Hay un hombre —tal vez yo, pero posiblemente alguien más— que rememora palabras de amor de una mujer en una canción arrebatada de la historia de otro hombre. Y esas veces que hice el amor en un auto, quizá sólo cumplía el arquetipo del chaval y la mina que se descubren sin otro lugar a dónde ir, si no es al encuentro del otro, y sin más recursos frente a su sensualidad que esa tierra de nadie entre dos puertas de metal. O aquella vez, en un bar donde arriesgué una mano sobre unos muslos, fui ese animal abstracto que busca seducir a la mujer que se le resiste todavía un poco, sin poner sobre aviso a aquella que ya le corresponde de algún modo, y que al final resultan ser el complemento que le da carne a su abstracción y piel a su deseo.

En estos oficios del recuerdo, uno se celebra con la humilde convicción del escribano que captura las memorias de otros y cree descubrir su propio sentido en ellas, con la falsa tranquilidad de sobrevivir en las pasiones rescatadas de la adolescencia y revividas en la sed nuestra de cada día, con la absurda vocación de voyeur y exhibicionista, desde ambos lados del cristal, mirándose mirar el espectáculo de una vida sin reservas.

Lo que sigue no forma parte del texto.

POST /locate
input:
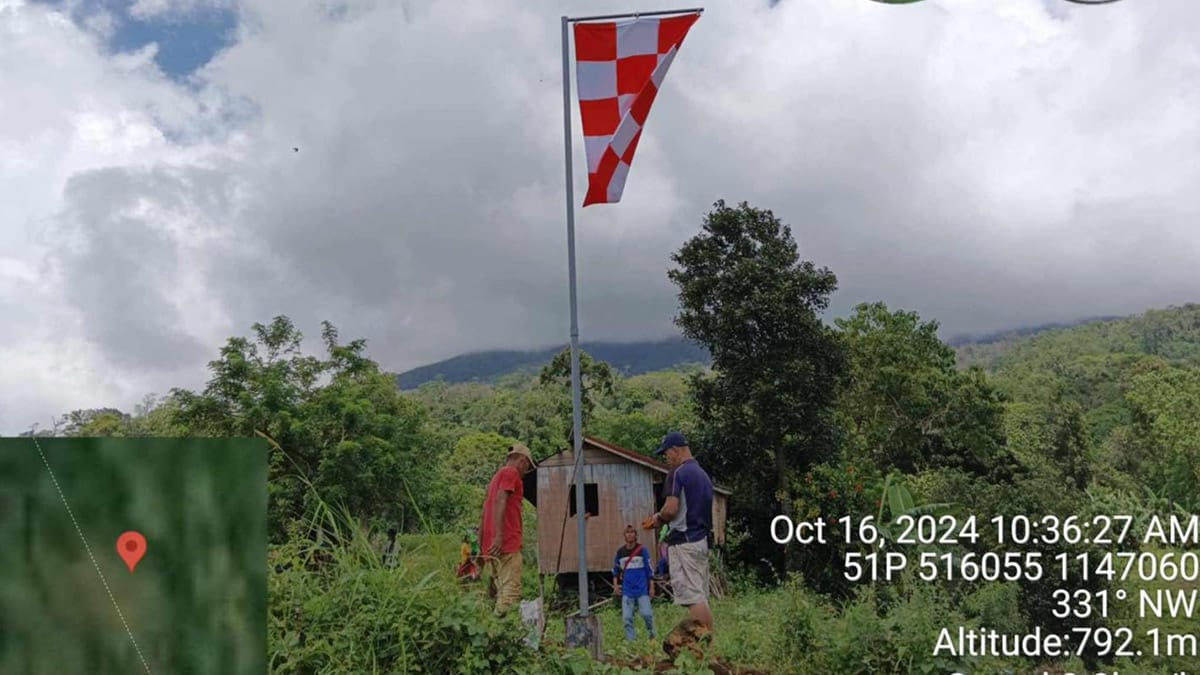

Así, observo: una mujer duerme desnuda con la mano aún tibia sobre el sexo, una pareja camina por la playa y hacia el mar, unos pasos van desde la calle hacia la medianoche gozosa de alguna habitación, unos pechos se dibujan contra el contraluz de una ventana, un gemido final rompe el ritmo de una respiración apresurada, un beso se entrega a otros labios volcados en su correspondiente entrega, un par de cuerpos se olvidaron de ser un par y son ahora un solo cuerpo. Y así, mientras observo a ojos cerrados, escribo unas memorias robadas de otros lugares, otras personas y otros tiempos; y cultivo la esperanza de enriquecer, más tarde y encendido de tanta piel frente a mis ojos, una historia privada y personal sobre otro cuerpo.